Is the sampling distribution of the sample mean approximately normal? Explain clearly why or why not, using CLT conditions.

Yes — the sampling distribution of the sample mean is approximately normal. 

Reason: n = 42 is reasonably large (commonly n ≥ 30), so by the Central Limit Theorem the distribution of the sample mean will be close to normal even though the original daily-steps distribution is skewed. (If extreme skew or heavy outliers existed, you’d be slightly more cautious, but n = 42 is adequate.)

500

A city planner wants the average commuting time (minutes) for Cityville residents estimated within +2 minutes. A pilot study suggests sigma =12 minutes. Use a 95% confidence level. 

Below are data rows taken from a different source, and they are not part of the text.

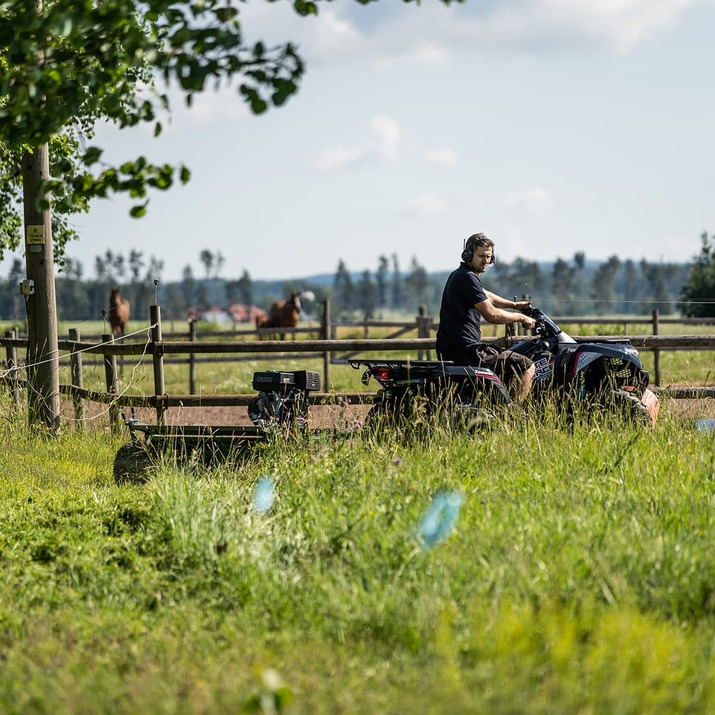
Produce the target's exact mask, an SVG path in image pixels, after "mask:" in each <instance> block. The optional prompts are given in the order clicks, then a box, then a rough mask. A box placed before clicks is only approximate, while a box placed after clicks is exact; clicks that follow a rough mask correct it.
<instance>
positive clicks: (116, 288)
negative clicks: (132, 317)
mask: <svg viewBox="0 0 715 715" xmlns="http://www.w3.org/2000/svg"><path fill="white" fill-rule="evenodd" d="M128 322H129V301H128V300H126V299H124V298H122V296H121V294H120V293H119V289H118V288H112V292H111V294H110V295H109V326H110V327H111V329H112V335H114V336H115V337H122V336H123V335H125V334H126V331H127V323H128Z"/></svg>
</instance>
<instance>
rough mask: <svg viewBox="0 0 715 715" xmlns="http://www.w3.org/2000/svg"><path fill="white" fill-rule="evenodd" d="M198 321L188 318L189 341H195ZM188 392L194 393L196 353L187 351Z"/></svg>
mask: <svg viewBox="0 0 715 715" xmlns="http://www.w3.org/2000/svg"><path fill="white" fill-rule="evenodd" d="M197 325H198V321H197V320H196V319H195V318H189V341H190V342H192V343H195V342H196V335H197V327H196V326H197ZM189 394H190V395H195V394H196V353H189Z"/></svg>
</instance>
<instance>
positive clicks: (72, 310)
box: [0, 251, 691, 321]
mask: <svg viewBox="0 0 715 715" xmlns="http://www.w3.org/2000/svg"><path fill="white" fill-rule="evenodd" d="M209 258H210V260H209ZM200 260H201V263H202V264H203V266H204V275H203V276H202V277H198V276H196V275H194V271H193V269H192V268H191V266H189V265H187V266H186V268H185V269H184V271H183V276H182V280H180V281H175V282H169V283H164V282H163V281H162V280H161V273H162V271H163V263H162V262H161V261H159V260H157V259H156V258H154V257H153V256H152V257H150V258H149V259H148V260H145V259H144V256H143V254H142V253H139V252H136V251H132V252H131V253H130V255H129V257H128V258H125V257H124V256H123V255H121V254H115V253H112V252H109V251H108V252H107V253H106V254H105V255H104V256H98V257H97V258H96V259H95V266H94V268H95V274H96V277H94V278H92V279H87V278H85V277H84V268H83V266H82V265H81V264H80V263H79V262H78V261H76V260H72V259H66V260H65V262H64V265H63V270H62V272H61V273H60V274H59V275H58V276H57V280H56V295H57V312H58V317H59V319H60V320H65V321H67V320H101V319H102V317H103V311H106V310H107V301H108V296H109V291H110V290H111V288H113V287H118V288H120V290H121V291H122V295H123V296H124V297H125V298H126V299H127V300H129V301H130V303H131V304H132V319H133V320H141V319H142V316H146V317H148V315H149V305H151V304H153V303H156V302H158V304H159V305H161V306H162V312H163V315H164V316H165V317H167V318H171V319H175V320H178V319H185V318H186V317H187V316H188V313H189V309H190V308H194V309H196V308H198V309H199V310H201V309H208V308H210V307H226V306H228V305H231V304H235V303H239V304H243V305H256V306H258V307H260V308H263V309H264V310H265V309H267V308H268V307H269V306H270V304H271V303H272V302H273V301H275V300H279V299H281V298H284V297H286V296H287V295H288V294H289V293H290V292H292V291H296V290H298V291H311V292H312V293H313V296H314V302H309V301H305V307H306V309H307V310H308V311H309V312H313V313H315V312H317V310H318V309H317V308H316V305H318V304H320V303H321V302H322V301H324V300H325V299H330V301H331V306H332V315H333V317H336V318H341V317H342V318H349V317H354V318H379V317H380V316H381V315H383V314H385V313H386V312H390V313H392V312H407V313H409V314H415V313H416V312H417V310H418V307H419V306H420V305H424V306H426V309H427V313H428V314H429V315H437V314H438V312H439V302H440V297H441V294H442V288H443V286H444V282H445V280H446V278H447V275H448V271H441V272H428V271H427V270H426V268H425V267H424V266H422V265H420V263H419V262H418V261H417V259H416V258H414V257H413V258H412V259H411V261H410V263H409V265H408V266H406V267H405V268H402V267H401V266H400V264H399V260H398V258H397V256H396V255H394V254H393V255H391V256H389V257H388V256H379V258H378V260H377V266H376V268H375V270H374V271H369V270H365V271H362V272H353V271H351V270H350V269H349V267H348V266H347V265H346V264H345V262H344V261H342V260H340V261H339V262H338V265H337V268H336V271H335V273H334V274H333V275H329V274H328V275H318V276H309V277H305V278H295V279H292V280H287V281H266V280H253V279H252V278H251V276H250V274H249V272H248V271H247V270H243V271H242V272H241V274H240V275H239V277H238V278H224V277H221V276H220V271H221V270H222V269H223V267H224V261H223V259H222V258H221V255H220V254H212V253H211V252H210V251H202V252H201V254H200ZM455 267H456V265H455ZM690 270H691V266H690V265H688V264H682V263H680V264H679V263H660V262H659V263H651V262H649V261H647V260H641V261H633V260H630V259H628V260H620V259H619V258H618V257H617V256H611V257H610V258H609V259H607V260H606V261H602V262H598V261H590V260H587V259H586V256H585V255H584V254H583V253H577V254H575V255H574V257H573V258H571V259H558V260H556V261H552V262H536V261H528V260H526V259H522V258H517V259H516V260H514V261H512V262H510V263H509V262H497V264H496V265H495V266H494V267H493V268H492V269H490V270H489V271H488V272H487V273H486V274H485V275H484V276H483V281H484V283H485V285H486V286H487V288H488V289H489V290H493V291H494V292H495V293H498V294H499V295H502V296H504V297H508V298H511V297H513V296H517V297H520V298H521V297H523V296H527V297H529V298H531V299H532V300H534V302H535V303H537V304H538V305H539V306H540V307H542V308H544V309H545V310H547V311H548V312H550V313H552V314H553V315H559V316H569V315H574V316H575V315H580V316H587V315H607V314H629V315H645V314H649V313H650V312H651V311H652V310H653V309H655V308H658V309H659V310H660V311H661V313H663V314H669V313H677V312H680V301H681V293H682V289H683V286H684V285H685V284H686V283H687V282H688V280H689V275H690ZM24 275H25V267H24V264H23V262H22V261H20V260H19V259H16V260H15V261H14V262H13V265H12V267H11V269H10V272H9V275H8V276H7V278H5V279H0V318H2V319H3V320H18V321H22V320H24V319H25V310H24V306H23V298H22V296H21V295H20V291H19V287H18V286H19V283H20V281H21V280H23V278H24Z"/></svg>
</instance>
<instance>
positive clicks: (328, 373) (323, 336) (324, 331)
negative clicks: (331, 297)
mask: <svg viewBox="0 0 715 715" xmlns="http://www.w3.org/2000/svg"><path fill="white" fill-rule="evenodd" d="M320 333H321V337H322V338H323V340H330V336H331V331H330V300H328V299H326V300H324V301H323V318H322V325H321V328H320ZM330 360H331V355H330V351H328V350H326V351H325V352H323V392H328V391H329V390H330Z"/></svg>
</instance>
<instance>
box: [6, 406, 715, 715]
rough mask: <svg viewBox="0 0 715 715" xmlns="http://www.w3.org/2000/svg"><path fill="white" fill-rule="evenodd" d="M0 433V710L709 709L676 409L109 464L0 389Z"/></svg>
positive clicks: (433, 712)
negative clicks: (113, 480) (153, 469)
mask: <svg viewBox="0 0 715 715" xmlns="http://www.w3.org/2000/svg"><path fill="white" fill-rule="evenodd" d="M0 435H2V441H3V449H2V451H0V462H1V469H0V475H1V476H0V524H1V525H2V526H1V528H0V566H1V568H2V572H3V578H2V581H0V666H1V667H0V712H3V713H23V715H24V714H26V713H112V714H115V713H116V714H121V713H132V714H134V713H137V712H141V713H238V712H266V713H268V712H290V713H300V714H303V713H306V714H307V713H311V714H313V713H326V714H328V713H329V714H331V715H332V714H333V713H370V714H372V713H450V714H452V713H467V712H468V713H544V714H545V713H549V714H551V713H608V714H609V715H610V714H612V713H623V714H625V713H633V714H640V713H664V714H665V713H668V714H670V713H710V712H713V711H715V689H714V688H715V658H714V656H715V650H714V646H713V644H715V613H714V611H715V550H713V548H712V544H713V541H714V540H715V516H714V515H715V511H714V510H713V483H714V481H715V433H713V432H701V431H698V430H697V429H696V428H695V425H694V423H693V422H688V421H682V420H679V421H678V420H674V419H672V418H671V416H670V415H669V414H668V413H667V412H666V413H665V414H664V415H663V416H662V419H661V420H660V422H659V424H658V425H657V426H656V428H655V429H653V430H646V431H635V430H634V429H632V428H630V427H629V426H628V425H623V424H607V423H606V424H604V423H601V424H593V423H592V424H581V423H578V422H577V423H576V424H575V425H573V426H568V425H565V424H563V423H561V422H560V421H559V420H558V419H557V418H556V417H554V416H553V415H550V414H548V413H546V414H542V415H539V416H538V417H536V416H533V417H532V418H531V420H524V419H523V418H522V420H521V421H518V420H516V419H515V420H514V421H508V420H507V421H504V422H501V423H499V424H498V425H495V426H494V428H493V429H491V430H490V431H487V432H484V433H480V434H478V435H464V434H451V433H449V432H446V431H440V430H439V429H438V430H436V431H433V432H432V433H431V434H429V435H428V436H427V437H426V438H424V439H421V440H416V441H413V442H410V443H403V442H402V441H401V440H397V439H391V438H390V437H389V436H383V437H382V438H380V439H376V438H374V437H368V436H364V435H359V434H357V435H354V436H353V437H347V438H346V437H343V438H341V439H336V438H334V437H329V436H326V435H316V436H314V437H313V438H311V439H309V440H308V441H307V442H305V443H304V444H301V445H295V444H282V445H276V446H273V447H271V446H269V447H268V448H267V449H265V450H264V451H262V452H259V453H256V455H255V457H254V458H253V459H252V460H248V461H244V462H231V461H229V462H226V463H223V464H221V465H218V466H215V467H205V466H201V465H199V464H194V465H191V466H187V467H183V468H180V467H179V466H177V465H175V464H172V462H171V461H170V460H167V461H165V462H163V463H160V464H159V465H158V466H157V468H156V469H155V471H154V472H153V473H152V475H151V478H150V480H149V482H148V483H147V484H145V485H128V486H117V485H115V484H114V483H113V480H112V477H111V468H112V460H113V456H114V454H115V452H116V449H117V448H118V447H119V445H120V444H121V443H122V442H123V441H124V437H116V436H113V435H111V434H109V433H108V431H106V430H105V429H95V430H93V431H90V432H86V433H84V434H83V433H80V432H78V431H72V430H68V431H66V432H64V433H63V434H61V435H60V436H59V437H58V438H51V437H46V436H43V435H42V434H41V432H40V433H38V431H37V430H32V431H29V430H28V429H27V428H26V426H25V422H24V419H23V417H22V416H21V417H19V418H18V417H17V416H15V415H14V414H13V412H12V410H11V409H10V408H9V405H8V404H7V401H6V400H4V399H3V400H2V401H0ZM261 477H269V478H270V479H271V480H272V481H273V484H274V488H275V499H274V501H273V504H272V506H271V508H270V510H268V511H267V512H265V513H260V512H258V511H256V501H255V489H256V486H257V484H258V482H259V480H260V479H261ZM444 491H446V492H447V493H451V494H458V495H460V497H461V499H462V500H463V501H462V505H461V509H459V511H458V513H455V514H453V516H454V517H455V522H454V524H453V528H451V530H450V529H449V528H448V527H449V525H448V524H447V523H446V522H445V524H444V525H445V533H444V534H443V538H442V539H441V540H439V541H437V542H436V543H434V544H429V540H427V541H425V539H424V538H422V536H421V534H423V533H424V528H425V521H424V519H425V515H426V513H427V512H428V510H429V508H430V505H431V504H432V503H433V499H434V498H435V495H437V494H438V493H439V492H444Z"/></svg>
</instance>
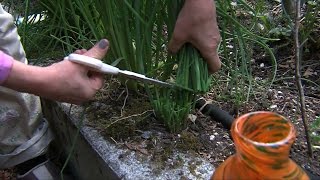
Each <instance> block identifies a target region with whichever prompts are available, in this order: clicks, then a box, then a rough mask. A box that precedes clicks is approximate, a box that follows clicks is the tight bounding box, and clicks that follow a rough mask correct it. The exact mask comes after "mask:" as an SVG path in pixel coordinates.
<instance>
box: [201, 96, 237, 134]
mask: <svg viewBox="0 0 320 180" xmlns="http://www.w3.org/2000/svg"><path fill="white" fill-rule="evenodd" d="M205 104H206V101H205V100H204V99H202V98H200V99H199V100H197V101H196V104H195V108H196V109H200V108H202V107H203V106H204V105H205ZM201 113H202V114H204V115H207V116H210V117H211V118H212V119H213V120H214V121H217V122H219V123H221V124H222V125H223V127H224V128H226V129H228V130H230V129H231V125H232V123H233V121H234V117H233V116H231V115H230V114H229V113H228V112H226V111H224V110H222V109H220V108H219V107H218V106H215V105H213V104H206V105H205V106H204V107H203V108H202V110H201Z"/></svg>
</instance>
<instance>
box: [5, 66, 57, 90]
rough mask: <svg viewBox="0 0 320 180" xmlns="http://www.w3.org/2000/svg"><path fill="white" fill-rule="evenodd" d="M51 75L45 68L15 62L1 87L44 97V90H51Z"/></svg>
mask: <svg viewBox="0 0 320 180" xmlns="http://www.w3.org/2000/svg"><path fill="white" fill-rule="evenodd" d="M49 76H50V73H48V72H47V71H45V68H43V67H36V66H30V65H27V64H24V63H21V62H19V61H15V60H14V61H13V64H12V68H11V71H10V73H9V76H8V77H7V79H6V80H5V81H4V82H3V83H2V84H1V86H4V87H7V88H10V89H13V90H16V91H19V92H26V93H31V94H35V95H40V96H41V95H42V94H43V92H42V90H43V89H45V88H49V87H48V84H49V82H50V81H51V80H50V78H49Z"/></svg>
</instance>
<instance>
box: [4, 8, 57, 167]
mask: <svg viewBox="0 0 320 180" xmlns="http://www.w3.org/2000/svg"><path fill="white" fill-rule="evenodd" d="M0 50H1V51H3V52H5V53H6V54H8V55H10V56H12V57H14V59H16V60H19V61H21V62H24V63H26V64H27V59H26V57H25V52H24V49H23V47H22V45H21V42H20V37H19V35H18V33H17V28H16V27H15V25H14V21H13V17H12V16H11V15H10V14H8V13H7V12H5V11H4V10H3V9H2V6H1V4H0ZM21 83H23V82H21ZM52 137H53V136H52V133H51V132H50V131H49V129H48V123H47V121H46V120H45V119H43V117H42V114H41V105H40V99H39V97H36V96H34V95H30V94H26V93H19V92H16V91H13V90H11V89H8V88H4V87H1V86H0V169H1V168H8V167H12V166H15V165H17V164H19V163H21V162H24V161H26V160H29V159H31V158H33V157H36V156H39V155H41V154H43V153H44V152H45V151H46V148H47V147H48V144H49V143H50V141H51V140H52Z"/></svg>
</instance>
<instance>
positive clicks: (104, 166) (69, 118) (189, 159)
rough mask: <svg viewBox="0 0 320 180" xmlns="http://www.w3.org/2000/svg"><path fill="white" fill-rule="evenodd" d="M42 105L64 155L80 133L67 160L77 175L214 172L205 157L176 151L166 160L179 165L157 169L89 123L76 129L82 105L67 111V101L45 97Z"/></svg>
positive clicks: (123, 178) (212, 172)
mask: <svg viewBox="0 0 320 180" xmlns="http://www.w3.org/2000/svg"><path fill="white" fill-rule="evenodd" d="M42 107H43V113H44V116H45V117H46V118H47V119H48V121H49V122H50V126H51V129H52V130H53V131H54V133H55V134H56V146H58V148H59V149H61V148H62V150H63V152H64V155H65V156H67V155H68V154H69V152H70V150H71V149H72V144H73V143H74V139H75V136H76V134H77V133H79V136H78V137H77V141H76V144H75V148H74V151H73V153H72V156H71V158H70V161H69V164H70V168H71V169H72V171H73V172H74V173H75V174H77V176H78V177H77V178H79V179H84V180H86V179H95V180H99V179H133V180H136V179H139V180H143V179H148V180H149V179H210V177H211V175H212V173H213V172H214V167H213V165H212V164H210V163H209V162H208V161H207V160H205V159H203V158H201V157H195V156H194V155H191V154H185V153H179V152H177V153H174V154H173V155H172V156H171V157H170V158H169V160H168V161H169V162H170V163H175V161H179V162H180V163H179V164H180V167H177V168H172V167H171V168H170V167H168V168H164V169H159V168H157V166H156V164H155V163H154V162H152V161H151V160H150V159H151V157H150V156H147V155H144V154H142V153H139V152H135V151H132V150H129V149H127V148H124V147H120V146H117V145H115V144H114V143H111V142H109V141H108V140H106V139H105V138H103V137H102V136H101V135H100V134H99V132H98V131H97V130H95V129H94V128H92V127H89V126H82V128H81V130H80V131H78V129H77V124H78V123H79V119H80V115H81V113H82V109H83V108H81V107H79V106H72V107H71V111H70V104H65V103H56V102H52V101H47V100H42ZM84 121H86V119H84ZM181 162H182V163H181Z"/></svg>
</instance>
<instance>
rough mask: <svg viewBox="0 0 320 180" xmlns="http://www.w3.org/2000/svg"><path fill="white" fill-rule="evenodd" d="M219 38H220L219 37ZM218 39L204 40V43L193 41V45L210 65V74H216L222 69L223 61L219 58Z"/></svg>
mask: <svg viewBox="0 0 320 180" xmlns="http://www.w3.org/2000/svg"><path fill="white" fill-rule="evenodd" d="M218 38H219V37H218ZM218 38H211V41H210V40H208V39H203V40H202V41H192V42H191V43H192V44H193V45H194V46H195V47H196V48H197V49H199V51H200V53H201V55H202V57H203V58H204V59H205V60H206V62H207V64H208V70H209V72H210V73H215V72H217V71H218V70H219V69H220V68H221V61H220V58H219V56H218V52H217V48H218V42H219V40H217V39H218Z"/></svg>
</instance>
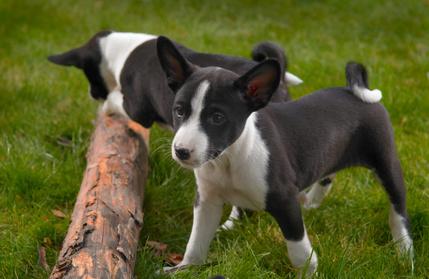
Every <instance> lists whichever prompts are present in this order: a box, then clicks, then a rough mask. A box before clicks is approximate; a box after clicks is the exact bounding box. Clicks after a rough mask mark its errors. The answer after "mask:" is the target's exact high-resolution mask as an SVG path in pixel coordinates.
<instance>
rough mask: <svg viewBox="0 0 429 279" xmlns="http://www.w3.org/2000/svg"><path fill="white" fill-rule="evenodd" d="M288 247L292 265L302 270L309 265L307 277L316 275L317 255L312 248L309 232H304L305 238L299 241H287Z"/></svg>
mask: <svg viewBox="0 0 429 279" xmlns="http://www.w3.org/2000/svg"><path fill="white" fill-rule="evenodd" d="M286 245H287V251H288V256H289V260H290V262H291V263H292V265H293V266H294V267H297V268H300V269H302V268H305V267H306V265H307V264H308V267H307V268H308V269H307V272H306V276H310V275H312V274H314V272H315V271H316V269H317V255H316V252H315V251H314V250H313V247H312V246H311V243H310V240H309V239H308V236H307V232H306V231H305V230H304V237H303V238H302V239H301V240H299V241H291V240H286Z"/></svg>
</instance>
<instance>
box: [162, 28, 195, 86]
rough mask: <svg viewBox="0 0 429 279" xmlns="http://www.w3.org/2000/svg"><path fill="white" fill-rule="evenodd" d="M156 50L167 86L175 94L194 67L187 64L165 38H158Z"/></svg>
mask: <svg viewBox="0 0 429 279" xmlns="http://www.w3.org/2000/svg"><path fill="white" fill-rule="evenodd" d="M156 48H157V52H158V58H159V62H160V63H161V67H162V69H163V70H164V73H165V75H166V76H167V82H168V86H169V87H170V88H171V90H173V92H174V93H176V91H177V90H179V88H180V87H181V86H182V85H183V84H184V83H185V81H186V79H187V78H188V77H189V76H190V75H191V74H192V72H193V71H194V68H195V66H194V65H192V64H191V63H190V62H188V61H187V60H186V59H185V57H183V56H182V54H181V53H180V52H179V50H178V49H177V48H176V47H175V46H174V44H173V42H172V41H170V40H169V39H168V38H166V37H163V36H160V37H158V40H157V43H156Z"/></svg>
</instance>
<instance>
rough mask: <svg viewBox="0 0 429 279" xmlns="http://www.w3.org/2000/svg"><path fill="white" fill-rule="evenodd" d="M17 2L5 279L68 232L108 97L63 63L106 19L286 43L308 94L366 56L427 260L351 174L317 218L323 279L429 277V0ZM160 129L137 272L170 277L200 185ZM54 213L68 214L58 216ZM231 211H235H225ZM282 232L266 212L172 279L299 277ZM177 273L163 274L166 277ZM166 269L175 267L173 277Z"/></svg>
mask: <svg viewBox="0 0 429 279" xmlns="http://www.w3.org/2000/svg"><path fill="white" fill-rule="evenodd" d="M321 2H322V1H311V0H305V1H260V2H258V3H256V1H223V0H220V1H197V0H194V1H84V0H79V1H53V0H51V1H41V0H39V1H32V0H22V1H12V0H3V1H1V2H0V73H1V75H0V278H7V279H9V278H46V277H47V276H48V274H49V273H48V272H46V271H45V270H44V269H43V268H42V267H41V266H40V265H39V264H38V247H40V246H43V247H46V251H47V261H48V264H49V265H50V266H51V267H52V266H53V265H54V263H55V260H56V258H57V255H58V252H59V249H60V248H61V243H62V240H63V238H64V236H65V234H66V231H67V226H68V223H69V221H70V219H69V218H70V214H71V212H72V210H73V205H74V202H75V198H76V194H77V191H78V190H79V185H80V182H81V176H82V173H83V170H84V168H85V164H86V161H85V152H86V149H87V147H88V143H89V137H90V134H91V132H92V129H93V124H92V123H93V120H94V119H95V117H96V110H97V106H98V104H97V103H96V102H94V101H93V100H91V98H90V97H89V94H88V93H87V87H88V84H87V82H86V79H85V78H84V76H83V74H81V72H79V71H78V70H75V69H71V68H70V69H67V68H60V67H57V66H55V65H53V64H50V63H48V61H47V60H46V56H47V55H49V54H52V53H57V52H60V51H64V50H67V49H69V48H71V47H75V46H77V45H79V44H81V43H83V42H84V41H85V40H87V39H88V38H89V37H90V36H91V35H93V34H94V33H95V32H97V31H99V30H102V29H114V30H118V31H132V32H145V33H153V34H164V35H167V36H169V37H171V38H173V39H175V40H177V41H179V42H181V43H183V44H185V45H187V46H189V47H192V48H194V49H197V50H201V51H207V52H217V53H226V54H231V55H239V56H245V57H249V53H250V50H251V48H252V46H253V45H254V44H255V43H257V42H259V41H262V40H273V41H276V42H278V43H280V44H281V45H282V46H284V48H285V49H286V52H287V55H288V57H289V61H290V64H289V70H290V71H291V72H293V73H294V74H297V75H298V76H300V77H301V78H302V79H303V80H304V81H305V83H304V84H303V85H301V86H299V87H296V88H293V90H292V95H293V97H294V98H298V97H299V96H302V95H305V94H307V93H309V92H311V91H313V90H316V89H319V88H322V87H329V86H337V85H343V84H345V77H344V66H345V64H346V62H347V61H348V60H352V59H353V60H357V61H360V62H362V63H364V64H365V65H367V67H368V70H369V74H370V83H371V87H373V88H379V89H381V90H382V91H383V100H382V102H383V104H384V105H385V106H386V107H387V109H388V111H389V112H390V115H391V119H392V122H393V125H394V129H395V136H396V143H397V148H398V151H399V155H400V159H401V162H402V166H403V170H404V175H405V181H406V185H407V188H408V208H409V214H410V218H411V223H412V231H413V238H414V243H415V253H416V259H415V260H416V262H415V263H416V268H415V272H414V274H412V273H411V270H410V266H409V265H408V264H407V263H406V262H405V261H403V260H402V259H400V258H399V257H398V256H397V254H396V251H395V249H394V247H393V244H392V240H391V235H390V232H389V228H388V218H387V216H388V210H389V206H388V204H389V203H388V201H387V197H386V195H385V194H384V193H383V191H382V188H381V187H380V185H379V183H378V182H377V180H376V179H374V178H373V176H372V175H371V174H370V172H368V171H365V170H363V169H353V170H348V171H344V172H342V173H340V174H339V175H338V176H337V179H336V181H335V184H334V187H333V191H332V192H331V194H330V195H329V196H328V197H327V199H326V200H325V201H324V203H323V204H322V206H321V207H320V208H319V209H317V210H314V211H307V212H305V214H304V218H305V223H306V226H307V230H308V234H309V236H310V239H311V241H312V243H313V246H314V248H315V250H316V252H317V253H318V256H319V272H318V276H317V277H318V278H429V206H428V200H429V187H428V186H429V174H428V172H429V92H428V88H429V87H428V84H429V57H428V56H429V32H428V30H429V16H428V15H429V1H427V0H425V1H414V0H412V1H400V0H399V1H371V0H362V1H340V0H337V1H323V2H324V3H321ZM171 138H172V134H171V133H170V132H166V131H163V130H161V129H159V128H158V127H155V128H154V129H153V132H152V138H151V152H150V165H151V172H150V176H149V179H148V181H147V184H146V188H145V189H146V198H145V203H144V211H145V220H144V222H145V223H144V227H143V231H142V234H141V239H140V246H139V250H138V259H137V264H136V270H135V274H136V278H157V276H156V275H155V274H154V273H155V271H156V270H158V269H159V268H161V267H162V266H163V258H162V257H157V256H155V255H154V254H153V253H152V251H151V250H150V248H149V247H147V246H146V245H145V243H146V241H147V240H155V241H161V242H164V243H166V244H168V252H176V253H183V252H184V249H185V245H186V241H187V238H188V236H189V233H190V229H191V224H192V204H193V197H194V188H195V185H194V180H193V175H192V173H191V172H189V171H186V170H183V169H180V168H179V166H178V165H177V164H176V163H175V162H173V160H172V159H171V156H170V154H169V150H170V146H169V145H170V142H171ZM53 209H59V210H61V211H63V212H64V213H66V218H64V219H61V218H57V217H56V216H54V215H53V214H52V210H53ZM226 213H227V209H225V214H226ZM286 255H287V251H286V247H285V245H284V241H283V237H282V235H281V233H280V230H279V228H278V226H277V224H276V223H275V222H274V221H273V219H272V218H271V217H270V216H269V215H268V214H266V213H257V214H255V215H253V216H252V217H250V218H248V219H245V220H243V222H241V224H240V225H239V226H237V227H236V228H235V229H234V230H232V231H227V232H219V233H218V234H217V236H216V239H215V240H214V241H213V243H212V246H211V249H210V253H209V258H208V263H207V264H206V265H204V266H202V267H193V268H191V269H189V270H186V271H183V272H180V273H177V274H175V275H173V276H172V278H208V277H209V276H211V275H214V274H224V275H226V276H228V277H229V278H285V277H287V278H293V277H294V276H295V273H294V270H293V268H292V267H291V264H290V262H289V261H288V259H287V256H286ZM158 278H163V276H158ZM166 278H167V277H166Z"/></svg>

What sample size (n) is required?

Work: 

z for 95% = 1.96 

E = 2 

sigma = 12
n = (z*²· sigma²) / E² = (1.96² · 12²) / 2² = 138.29 → 139 (round up).
Answer: 139 respondents.

500

A coach compares free-throw shooting between two players over the season.  Player 1 (sample of 50 attempts) has an average success rate of 0.780. 

Player 2 (sample of 55 attempts) has an average of 0.740.  Historical population standard deviations are 0.060 for Player 1 and 0.050 for Player 2. 

At the 5% significance level, is there evidence that Player 1’s true free-throw percentage is greater than Player 2’s?

Work: 

Zobs = 3.692

CV: -norm.s.inv(0.05) -> 1.65

Z> CV -> Reject H0

PV: 1-norm.s.dist(3.692,true) -> 0.0001

PV < 0.05 -> Reject Ho

500

Campus Dining tests whether music type (pop, classical, no music) and meal price (low, medium) affect the number of lunch orders.
They run a factorial experiment and find a significant interaction between music type and price.

Explain what a significant interaction means in this context, and give one example of what the interaction might look like.

Answer (short, plain language): A significant interaction means the effect of music type depends on the price level — i.e., the difference in orders between music types is not constant across prices.
Example: At low price, pop music might increase lunch orders by 30 compared to no music, but at high price pop might increase orders by only 5 (or maybe even decrease them). Thus the benefit (or harm) of a music type changes with price; you cannot interpret the main effects alone without considering the interaction.